The final result of this mechanic became what we called “bounce pads”. A gadget that stuck to walls, projecting a force field that would bounce the player in the opposite direction.


The magnet started out as our new attempt of manipulating the environment. It consisted of two parts, one being a tether, the other being the magnet itself. The tether was the anchor point to where the magnet would pull itself and any physics object it was stuck to.

The idea of being able to pull something using the environment was a big draw to us, but the two step process of first tether and then placing the magnet became confusing and didn’t fit into the game.

Early prototype of tether and magnet used to open a blockade.

The final version of the magnetic vacuum.

We decided to move away from trying to create puzzle solving segments and instead focus on the journey of the character, setting the focus back on getting you over the obstacles.

So instead we came up with the magnetic vacuum. A complete opposite of the bounce paddle, instead of launching you away, this vacuum drew you into it, making it possible for the player to reach new hights and cross wider chasms. We also presented the player with opportunities to use both tools together, making them feel resourceful and clever.


The environment played a large role in the making of this game. It was core to the narrative we wanted the player to experience and the games core mechanics were tied to it. This proved a challenge since this meant that scene composition was directly tied to the puzzle platformer aspects of the game.

However we were able to use that connection and turn it into our favour. Level design principles involves giving the player direction through subtle means, adding lights and creating lines that guides their view.
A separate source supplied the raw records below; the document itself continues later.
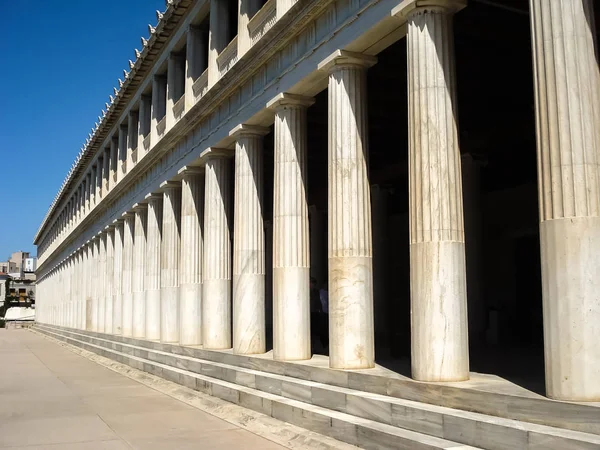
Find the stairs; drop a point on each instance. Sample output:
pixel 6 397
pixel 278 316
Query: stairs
pixel 346 405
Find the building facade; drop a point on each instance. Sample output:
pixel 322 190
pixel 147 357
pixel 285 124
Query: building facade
pixel 255 144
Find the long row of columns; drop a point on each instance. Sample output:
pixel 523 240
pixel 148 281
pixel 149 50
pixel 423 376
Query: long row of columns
pixel 191 289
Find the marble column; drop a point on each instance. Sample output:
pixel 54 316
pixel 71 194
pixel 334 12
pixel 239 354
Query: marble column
pixel 192 198
pixel 169 262
pixel 248 242
pixel 195 61
pixel 152 266
pixel 109 278
pixel 101 282
pixel 127 274
pixel 437 242
pixel 218 37
pixel 567 95
pixel 139 262
pixel 291 258
pixel 246 10
pixel 351 334
pixel 95 267
pixel 159 105
pixel 89 288
pixel 118 277
pixel 216 276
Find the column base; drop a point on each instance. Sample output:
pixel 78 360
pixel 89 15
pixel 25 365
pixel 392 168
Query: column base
pixel 153 314
pixel 351 334
pixel 249 314
pixel 191 298
pixel 169 314
pixel 440 345
pixel 570 250
pixel 216 314
pixel 291 311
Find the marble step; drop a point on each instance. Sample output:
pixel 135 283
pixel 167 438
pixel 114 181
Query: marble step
pixel 490 400
pixel 354 430
pixel 456 425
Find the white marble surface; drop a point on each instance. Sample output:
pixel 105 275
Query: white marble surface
pixel 437 243
pixel 351 331
pixel 117 278
pixel 192 215
pixel 248 242
pixel 567 88
pixel 139 268
pixel 152 266
pixel 169 263
pixel 127 275
pixel 216 283
pixel 291 258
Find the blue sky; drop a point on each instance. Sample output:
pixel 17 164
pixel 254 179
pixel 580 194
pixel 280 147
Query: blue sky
pixel 60 62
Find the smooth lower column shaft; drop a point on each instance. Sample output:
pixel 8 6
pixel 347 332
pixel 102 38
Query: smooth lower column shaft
pixel 192 198
pixel 567 94
pixel 109 276
pixel 101 282
pixel 127 274
pixel 152 279
pixel 139 262
pixel 248 243
pixel 216 283
pixel 291 258
pixel 351 334
pixel 437 239
pixel 118 278
pixel 169 263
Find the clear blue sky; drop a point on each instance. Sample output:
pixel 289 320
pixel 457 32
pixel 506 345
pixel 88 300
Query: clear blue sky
pixel 60 61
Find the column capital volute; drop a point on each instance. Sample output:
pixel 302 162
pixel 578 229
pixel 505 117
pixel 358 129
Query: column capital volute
pixel 170 184
pixel 190 171
pixel 139 207
pixel 216 153
pixel 340 59
pixel 248 130
pixel 419 6
pixel 153 196
pixel 283 99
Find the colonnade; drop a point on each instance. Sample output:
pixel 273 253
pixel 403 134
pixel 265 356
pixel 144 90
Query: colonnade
pixel 165 269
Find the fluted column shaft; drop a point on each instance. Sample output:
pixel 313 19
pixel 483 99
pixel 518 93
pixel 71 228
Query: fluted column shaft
pixel 139 263
pixel 192 198
pixel 109 279
pixel 437 241
pixel 248 243
pixel 216 282
pixel 101 282
pixel 218 36
pixel 88 285
pixel 351 344
pixel 291 252
pixel 169 263
pixel 127 274
pixel 567 93
pixel 152 269
pixel 118 278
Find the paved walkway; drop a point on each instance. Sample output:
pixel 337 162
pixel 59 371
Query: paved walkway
pixel 51 398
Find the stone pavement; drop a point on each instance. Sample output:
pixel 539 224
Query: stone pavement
pixel 51 398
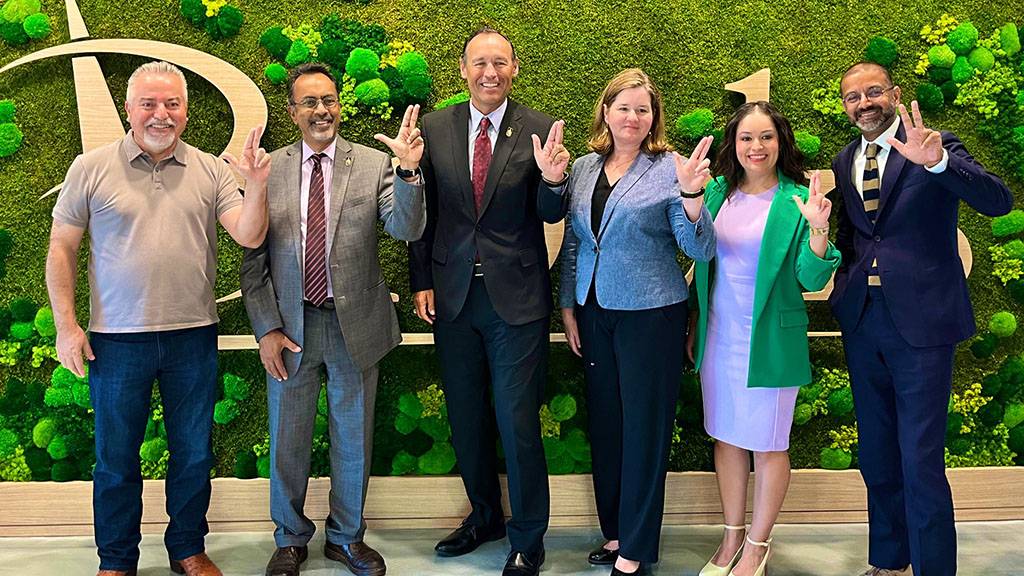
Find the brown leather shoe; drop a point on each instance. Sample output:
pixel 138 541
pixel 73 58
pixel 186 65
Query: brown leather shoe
pixel 196 565
pixel 357 557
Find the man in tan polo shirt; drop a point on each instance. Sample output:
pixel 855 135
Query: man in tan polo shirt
pixel 151 204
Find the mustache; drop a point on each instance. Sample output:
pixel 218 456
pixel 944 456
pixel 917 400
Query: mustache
pixel 866 110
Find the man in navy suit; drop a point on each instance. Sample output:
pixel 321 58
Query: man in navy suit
pixel 902 303
pixel 482 262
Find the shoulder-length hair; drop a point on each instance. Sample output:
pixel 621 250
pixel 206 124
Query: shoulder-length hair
pixel 600 136
pixel 791 160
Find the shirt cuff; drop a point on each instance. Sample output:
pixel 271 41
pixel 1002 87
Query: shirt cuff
pixel 941 166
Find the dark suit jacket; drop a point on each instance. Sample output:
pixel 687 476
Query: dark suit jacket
pixel 508 235
pixel 914 240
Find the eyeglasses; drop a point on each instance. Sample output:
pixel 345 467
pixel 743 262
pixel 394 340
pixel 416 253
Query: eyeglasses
pixel 310 103
pixel 872 93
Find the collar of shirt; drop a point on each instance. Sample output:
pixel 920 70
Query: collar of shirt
pixel 329 151
pixel 882 140
pixel 495 117
pixel 133 151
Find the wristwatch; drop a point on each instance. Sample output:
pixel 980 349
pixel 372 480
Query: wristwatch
pixel 406 174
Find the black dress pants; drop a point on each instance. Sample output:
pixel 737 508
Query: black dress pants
pixel 475 350
pixel 633 362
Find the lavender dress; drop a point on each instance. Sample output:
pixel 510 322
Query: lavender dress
pixel 756 419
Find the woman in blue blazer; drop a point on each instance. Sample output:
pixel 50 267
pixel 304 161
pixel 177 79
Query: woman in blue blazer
pixel 632 205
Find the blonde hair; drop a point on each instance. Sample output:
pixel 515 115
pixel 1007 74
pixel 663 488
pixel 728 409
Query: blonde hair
pixel 600 136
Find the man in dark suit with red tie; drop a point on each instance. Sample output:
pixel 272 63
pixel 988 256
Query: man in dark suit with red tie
pixel 902 302
pixel 479 275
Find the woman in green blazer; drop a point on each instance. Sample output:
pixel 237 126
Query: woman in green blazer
pixel 750 338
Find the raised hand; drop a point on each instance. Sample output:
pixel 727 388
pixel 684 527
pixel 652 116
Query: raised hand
pixel 408 146
pixel 924 146
pixel 694 172
pixel 817 207
pixel 552 158
pixel 255 162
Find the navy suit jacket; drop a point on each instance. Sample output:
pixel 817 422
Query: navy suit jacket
pixel 914 240
pixel 507 236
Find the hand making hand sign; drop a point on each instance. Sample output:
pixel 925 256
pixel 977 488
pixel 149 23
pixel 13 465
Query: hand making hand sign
pixel 923 146
pixel 817 208
pixel 694 172
pixel 255 162
pixel 408 146
pixel 552 158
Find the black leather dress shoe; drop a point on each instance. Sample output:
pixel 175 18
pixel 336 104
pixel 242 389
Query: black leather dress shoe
pixel 467 538
pixel 602 557
pixel 643 570
pixel 519 564
pixel 357 557
pixel 286 561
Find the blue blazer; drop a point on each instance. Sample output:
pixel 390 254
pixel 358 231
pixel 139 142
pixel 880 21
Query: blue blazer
pixel 914 239
pixel 632 261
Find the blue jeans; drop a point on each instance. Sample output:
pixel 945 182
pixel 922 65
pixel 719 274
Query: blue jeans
pixel 184 364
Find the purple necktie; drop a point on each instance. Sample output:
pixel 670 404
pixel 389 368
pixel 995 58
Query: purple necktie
pixel 481 162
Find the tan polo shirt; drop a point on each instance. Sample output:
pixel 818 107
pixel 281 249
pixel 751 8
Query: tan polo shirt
pixel 153 234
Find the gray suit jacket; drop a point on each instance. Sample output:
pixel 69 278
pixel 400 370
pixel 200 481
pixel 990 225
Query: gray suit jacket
pixel 363 190
pixel 641 231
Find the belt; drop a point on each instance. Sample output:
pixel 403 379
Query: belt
pixel 327 304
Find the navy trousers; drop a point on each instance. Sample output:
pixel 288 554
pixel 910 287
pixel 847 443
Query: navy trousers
pixel 633 362
pixel 184 364
pixel 901 396
pixel 475 350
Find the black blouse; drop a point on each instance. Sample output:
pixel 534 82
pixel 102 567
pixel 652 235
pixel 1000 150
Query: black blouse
pixel 602 190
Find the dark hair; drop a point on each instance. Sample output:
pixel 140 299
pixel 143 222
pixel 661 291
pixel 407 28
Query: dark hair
pixel 866 64
pixel 791 160
pixel 302 70
pixel 486 30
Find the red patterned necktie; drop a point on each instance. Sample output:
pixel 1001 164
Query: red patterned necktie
pixel 481 162
pixel 314 288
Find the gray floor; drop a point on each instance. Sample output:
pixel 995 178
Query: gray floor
pixel 985 549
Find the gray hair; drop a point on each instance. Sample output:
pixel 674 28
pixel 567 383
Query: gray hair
pixel 157 67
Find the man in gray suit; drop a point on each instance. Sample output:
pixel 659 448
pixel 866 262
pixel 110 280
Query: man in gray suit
pixel 316 282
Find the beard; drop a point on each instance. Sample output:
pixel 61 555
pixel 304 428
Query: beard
pixel 325 134
pixel 155 144
pixel 884 118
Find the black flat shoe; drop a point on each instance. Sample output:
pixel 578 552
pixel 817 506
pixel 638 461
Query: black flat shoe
pixel 602 557
pixel 518 564
pixel 642 570
pixel 467 538
pixel 286 561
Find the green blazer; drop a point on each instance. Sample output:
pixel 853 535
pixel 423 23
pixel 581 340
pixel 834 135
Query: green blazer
pixel 786 266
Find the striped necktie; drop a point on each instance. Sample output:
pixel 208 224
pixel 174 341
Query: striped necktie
pixel 871 195
pixel 314 274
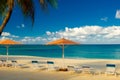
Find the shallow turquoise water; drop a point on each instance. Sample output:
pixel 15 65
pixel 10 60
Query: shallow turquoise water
pixel 71 51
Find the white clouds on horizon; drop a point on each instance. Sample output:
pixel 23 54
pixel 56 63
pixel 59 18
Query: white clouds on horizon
pixel 84 34
pixel 104 19
pixel 20 26
pixel 117 14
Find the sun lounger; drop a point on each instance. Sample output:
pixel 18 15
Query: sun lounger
pixel 14 63
pixel 51 65
pixel 37 65
pixel 110 69
pixel 86 69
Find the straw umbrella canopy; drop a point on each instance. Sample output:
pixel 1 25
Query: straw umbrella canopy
pixel 7 43
pixel 62 42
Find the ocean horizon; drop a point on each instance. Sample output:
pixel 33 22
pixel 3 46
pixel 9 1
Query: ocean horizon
pixel 89 51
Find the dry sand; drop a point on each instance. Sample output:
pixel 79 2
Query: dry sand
pixel 8 73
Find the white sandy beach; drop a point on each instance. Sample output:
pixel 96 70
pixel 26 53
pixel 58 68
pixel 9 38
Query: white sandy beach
pixel 11 73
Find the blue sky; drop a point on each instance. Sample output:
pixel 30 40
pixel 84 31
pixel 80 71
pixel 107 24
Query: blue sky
pixel 84 21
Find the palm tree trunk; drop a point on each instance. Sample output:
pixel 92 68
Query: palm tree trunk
pixel 8 15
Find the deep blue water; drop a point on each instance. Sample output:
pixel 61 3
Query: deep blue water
pixel 72 51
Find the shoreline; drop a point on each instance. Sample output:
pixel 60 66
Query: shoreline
pixel 27 56
pixel 27 73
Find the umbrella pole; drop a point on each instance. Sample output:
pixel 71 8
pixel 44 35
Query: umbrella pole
pixel 7 52
pixel 63 55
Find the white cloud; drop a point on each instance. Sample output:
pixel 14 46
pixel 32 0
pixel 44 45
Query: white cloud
pixel 104 19
pixel 83 34
pixel 117 14
pixel 89 34
pixel 20 26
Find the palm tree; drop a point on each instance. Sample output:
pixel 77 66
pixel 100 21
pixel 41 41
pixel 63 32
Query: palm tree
pixel 27 7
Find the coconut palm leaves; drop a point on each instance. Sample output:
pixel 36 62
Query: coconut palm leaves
pixel 27 7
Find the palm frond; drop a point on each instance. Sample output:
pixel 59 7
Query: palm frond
pixel 53 3
pixel 44 3
pixel 27 7
pixel 3 7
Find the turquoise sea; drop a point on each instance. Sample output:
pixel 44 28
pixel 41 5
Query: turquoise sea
pixel 102 51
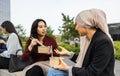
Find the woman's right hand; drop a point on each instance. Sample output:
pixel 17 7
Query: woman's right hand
pixel 2 41
pixel 34 42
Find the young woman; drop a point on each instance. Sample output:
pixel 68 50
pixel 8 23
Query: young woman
pixel 96 56
pixel 38 36
pixel 2 45
pixel 13 44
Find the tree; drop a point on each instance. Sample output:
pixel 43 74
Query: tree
pixel 68 29
pixel 50 32
pixel 21 31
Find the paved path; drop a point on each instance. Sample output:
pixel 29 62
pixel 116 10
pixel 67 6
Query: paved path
pixel 117 68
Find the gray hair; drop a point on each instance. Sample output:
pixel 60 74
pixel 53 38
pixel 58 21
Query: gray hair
pixel 93 18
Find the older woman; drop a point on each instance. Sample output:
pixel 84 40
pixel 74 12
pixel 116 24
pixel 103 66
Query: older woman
pixel 96 57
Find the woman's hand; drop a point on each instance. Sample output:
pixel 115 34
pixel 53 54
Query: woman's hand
pixel 63 51
pixel 34 42
pixel 2 41
pixel 62 65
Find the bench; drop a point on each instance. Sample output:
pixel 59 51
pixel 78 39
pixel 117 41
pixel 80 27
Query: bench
pixel 4 72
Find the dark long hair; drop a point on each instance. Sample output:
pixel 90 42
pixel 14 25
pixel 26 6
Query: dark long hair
pixel 34 32
pixel 9 27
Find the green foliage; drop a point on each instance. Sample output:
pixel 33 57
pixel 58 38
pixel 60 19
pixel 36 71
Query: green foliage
pixel 68 29
pixel 50 32
pixel 117 49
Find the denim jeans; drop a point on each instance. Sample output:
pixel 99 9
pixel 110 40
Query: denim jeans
pixel 55 72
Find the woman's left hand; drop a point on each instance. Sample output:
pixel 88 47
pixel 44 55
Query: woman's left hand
pixel 62 65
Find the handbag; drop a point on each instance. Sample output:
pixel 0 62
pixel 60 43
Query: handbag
pixel 16 64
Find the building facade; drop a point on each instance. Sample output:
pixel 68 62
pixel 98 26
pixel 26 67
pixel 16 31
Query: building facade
pixel 4 10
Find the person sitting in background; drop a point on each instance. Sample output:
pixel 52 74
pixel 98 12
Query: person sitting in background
pixel 37 37
pixel 13 44
pixel 2 45
pixel 96 57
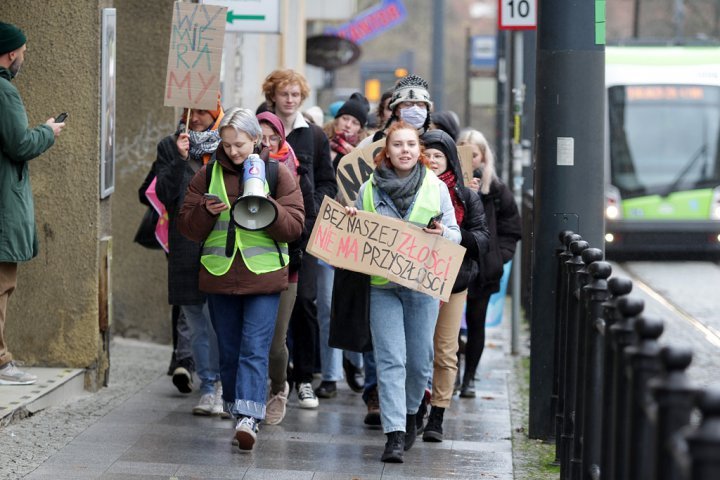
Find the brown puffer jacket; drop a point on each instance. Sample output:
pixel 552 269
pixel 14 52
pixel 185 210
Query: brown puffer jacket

To build on those principles we use the environments angles and shapes to let the player know what to do and where to go.

The platform's angle leads the player to look for a way upwards and a boost with the bounce pad.

Both of the players tools, the bounce pad and magnet stick to surfaces and project from its normal, so by just tilting the surface we guide the players view and the tool they should use to get there.

The pictures taken are from the final segment at the end of the game that I made, highlighting these tricks taken into practice.


Throughout the journey the player encounters various different environments and challenges. To enchance those segments we created tracks to fit, some were more upbeat, others were slower and more ominious.

However for the more challenging parts it was uncertain how long the player would stay in each of them, so to counter the music from going stale, we chopped it into several pieces and made them dynamic.

To fit these cases, I made a music manager that was responsible of playing the music and keeping track of the what was previously played to prevent it from repeating the same one over and over again.



To give the little robot some character we added faces that it could swap between, expressing different emotions to the actions they were performing and something little extra for the player to discover for themselves.


I was responsible for adding all of the audio into the game. To my help I had one of our artists who created the music and sound effects that I could implement. One


As the project manager it was my responsibility to look after the group and make sure we met weekly goals. To accomplish that I set up a agile development workflow that included:

  • Defining what the team needed to complete for the weekly deadlines, based on the progress currently made.
  • Organizing and moderating daily meetings where every team member reported their work from yesterday and their planned work for the day.
  • Solving and avoiding any bottlenecks and motivate team member collaboration to help get important tasks done.

I also was in charge of pitching the game at the end of every week to teachers and industry guests. To prepare I took part of student arranged pitching sessions where we all gave feedback to each other before finally pitching infront of a jury consisting of industry veterans from EA DICE and Starbreeze.